Cos’è che non ci piace nel gaudioso dissesto del Credit Suisse, carro
allegorico del “capitalismo reale” e simbolo schumpeteriano della
distruzione creatrice permanente e ricostituente? Una ha polverizzato 42
miliardi di dollari di depositi in un solo giorno, l’altra ha perso il
25% del suo valore in pochi minuti. In due sedute, a distanza di tre
giorni tra il primo e il secondo default, le Borse europee hanno visto
svanire più di 600 miliardi di capitalizzazione. E allora? Che problema
c’è? Nessuno. Così assicurano gli economisti e gli statisti, i
padrimaristi e i palastilisti. Non si vedono all’orizzonte né minacce
alla stabilità del circuito internazionale né effetti domino da una
parte all’altra dell’Atlantico (dati i coefficienti patrimoniali più
severi del pianeta imposti alle banche europee). Svb crolla per un
deficit di liquidità: cattivo rapporto tra attivi e passivi della banca
innescato dall’aumento dei tassi di interessi.

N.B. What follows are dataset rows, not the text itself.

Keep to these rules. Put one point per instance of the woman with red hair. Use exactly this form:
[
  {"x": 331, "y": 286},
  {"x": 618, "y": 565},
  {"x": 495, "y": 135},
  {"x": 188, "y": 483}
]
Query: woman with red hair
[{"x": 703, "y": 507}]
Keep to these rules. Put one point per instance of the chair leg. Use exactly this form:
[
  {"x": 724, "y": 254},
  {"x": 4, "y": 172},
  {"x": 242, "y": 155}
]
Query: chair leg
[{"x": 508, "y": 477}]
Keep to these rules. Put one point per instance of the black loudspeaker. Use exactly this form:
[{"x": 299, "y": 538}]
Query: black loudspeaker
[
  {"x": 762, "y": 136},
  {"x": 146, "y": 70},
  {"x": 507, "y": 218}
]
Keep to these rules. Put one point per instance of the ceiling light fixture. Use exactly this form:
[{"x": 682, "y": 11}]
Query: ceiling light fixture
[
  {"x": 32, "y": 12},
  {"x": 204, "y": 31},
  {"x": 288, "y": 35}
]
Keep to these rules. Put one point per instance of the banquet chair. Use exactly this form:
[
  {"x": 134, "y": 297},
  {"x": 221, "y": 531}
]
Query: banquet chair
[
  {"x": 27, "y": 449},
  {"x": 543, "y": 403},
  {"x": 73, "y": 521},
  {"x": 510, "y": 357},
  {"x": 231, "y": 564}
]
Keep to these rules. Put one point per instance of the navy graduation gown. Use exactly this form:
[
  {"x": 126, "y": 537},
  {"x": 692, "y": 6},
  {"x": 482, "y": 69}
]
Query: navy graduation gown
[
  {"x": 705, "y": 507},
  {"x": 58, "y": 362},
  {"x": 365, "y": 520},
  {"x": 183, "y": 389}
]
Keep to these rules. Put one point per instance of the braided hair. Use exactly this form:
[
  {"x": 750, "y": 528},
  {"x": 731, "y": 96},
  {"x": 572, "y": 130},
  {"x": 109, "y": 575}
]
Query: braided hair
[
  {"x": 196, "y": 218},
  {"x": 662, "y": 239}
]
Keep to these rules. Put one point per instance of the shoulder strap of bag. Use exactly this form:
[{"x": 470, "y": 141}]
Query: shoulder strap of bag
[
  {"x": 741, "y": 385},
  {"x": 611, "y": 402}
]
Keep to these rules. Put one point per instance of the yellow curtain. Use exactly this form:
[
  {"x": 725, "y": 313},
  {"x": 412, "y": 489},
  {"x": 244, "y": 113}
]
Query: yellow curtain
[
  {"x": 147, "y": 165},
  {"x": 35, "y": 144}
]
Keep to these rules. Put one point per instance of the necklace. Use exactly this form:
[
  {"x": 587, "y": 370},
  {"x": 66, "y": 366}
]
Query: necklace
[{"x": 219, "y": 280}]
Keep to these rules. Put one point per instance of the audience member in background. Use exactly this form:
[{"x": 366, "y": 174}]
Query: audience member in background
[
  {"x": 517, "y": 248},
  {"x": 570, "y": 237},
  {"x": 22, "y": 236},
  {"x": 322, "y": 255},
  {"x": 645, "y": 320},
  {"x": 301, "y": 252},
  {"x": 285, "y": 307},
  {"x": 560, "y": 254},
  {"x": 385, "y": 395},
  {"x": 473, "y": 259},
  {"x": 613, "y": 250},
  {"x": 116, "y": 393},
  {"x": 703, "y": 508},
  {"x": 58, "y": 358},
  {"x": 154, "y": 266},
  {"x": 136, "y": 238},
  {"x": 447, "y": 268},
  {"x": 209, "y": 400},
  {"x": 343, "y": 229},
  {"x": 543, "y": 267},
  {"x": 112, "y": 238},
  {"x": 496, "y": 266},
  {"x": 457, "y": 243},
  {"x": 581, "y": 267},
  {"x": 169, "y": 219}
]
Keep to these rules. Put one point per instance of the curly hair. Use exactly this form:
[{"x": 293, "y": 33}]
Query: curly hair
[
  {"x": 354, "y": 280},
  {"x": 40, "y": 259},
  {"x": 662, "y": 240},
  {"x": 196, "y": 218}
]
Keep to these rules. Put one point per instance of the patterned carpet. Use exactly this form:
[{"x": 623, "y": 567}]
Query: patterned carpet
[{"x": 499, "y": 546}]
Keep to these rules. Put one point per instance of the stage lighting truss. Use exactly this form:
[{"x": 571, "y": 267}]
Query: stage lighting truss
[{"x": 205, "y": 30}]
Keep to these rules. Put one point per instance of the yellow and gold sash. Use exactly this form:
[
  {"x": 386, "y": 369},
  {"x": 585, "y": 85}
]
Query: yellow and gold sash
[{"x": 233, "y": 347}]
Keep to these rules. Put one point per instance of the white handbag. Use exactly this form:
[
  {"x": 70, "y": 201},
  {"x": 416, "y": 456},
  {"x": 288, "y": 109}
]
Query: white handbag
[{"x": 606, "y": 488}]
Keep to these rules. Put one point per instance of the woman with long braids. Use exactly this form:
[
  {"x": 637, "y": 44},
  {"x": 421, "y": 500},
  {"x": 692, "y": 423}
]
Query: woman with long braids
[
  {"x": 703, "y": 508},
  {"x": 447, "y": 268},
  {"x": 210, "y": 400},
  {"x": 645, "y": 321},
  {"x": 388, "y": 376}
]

Eccesso di investimenti pregressi in titoli di lunga durata a
rendimenti bassi e fissi, deprezzati in tempi di stretta monetaria,
conseguente fuga della clientela verso impieghi più remunerativi,
improvviso e irrimediabile svuotamento delle casse. Credit Suisse
collassa per un deficit di affidabilità: squassata dal Big Crash del
2007-2008, zavorrata da scandali e conti in rosso, multata per
corruzione e tangenti, condannata per riciclaggio, infine mollata dal
primo azionista Saudi National Bank che si rifiuta di aumentare la sua
partecipazione, accendendo la miccia sui mercati. La vulgata dice che
non si tratta di “cigni neri” sistemici ma di “bachi” singoli e
scollegati, e che le soluzioni sono già pronte. In America paga lo
Stato: come annuncia lo Zio Jo e, nessun risparmiatore subirà perdite e
le autorità monetarie interverranno whatever it needs (variante
bideniana del whaterver it takes draghiano). In Svizzera paga la Banca
centrale, con un prestito emergenziale di 50 miliardi di franchi, con la
speranza che basti e con l’auspicio che ora, all’inevitabile spezzatino
del gigante malato zurighese, partecipino “gnomi” più seri e più
solidi.
Sarebbe magnifico poter credere a questa storiella, assolutoria e
rassicurante. Magari il cordone sanitario, stavolta, funzionerà davvero
ed eviterà il contagio. Ma la diffidenza psicologica dei cittadini è
comprensibile e l’acribia dogmatica dei decisori è discutibile. Troppe
incognite, in un mercato globale già terremotato dalla guerra in
Ucraina, dalla crisi energetica, dalla spirale inflazione-recessione. Il
nuovo virus bancario incuba durante ma in parte anche a causa della
stretta monetaria decisa un anno fa da Fed e Bce. Fronte Federal
Reserve: tra martedì e mercoledì capiremo se il governatore Powell
rivedrà la strategia del rigore, visto l’impatto negativo del rialzo dei
tassi sui bilanci delle banche e il calo dell’indice dei prezzi a
febbraio. Nel frattempo, come scrive Adam Tooze, proprio Svb ha perso un
miliardo di dollari ogni volta che i tassi sono aumentati dello 0,25%
(e negli ultimi dodici mesi la Banca centrale Usa li ha portati da 0 al
4,5%). Fronte Banca centrale europea: giovedì scorso la presidente
Lagarde ha riconfermato la Linea Maginot, si va avanti con i rialzi
previsti, per non far perdere credibilità all’istituzione e non
allarmare la business community su possibili fallimenti creditizi
nascosti nell’Eurosistema. Ma intanto, come sostengono il governatore di
Bankitalia Visco e il presidente dell’Abi Patuelli, il caro-tassi
indebolisce la tenuta patrimoniale delle banche perché ne fa lievitare
le minusvalenze in portafoglio, e per questo serve “una riflessione
ulteriore” prima di stringere ancora i bulloni del credito (visto che in
parallelo sono crollati i prezzi del gas e in dodici mesi la Bce ha
comunque innalzato il suo tasso di riferimento al 3,5%).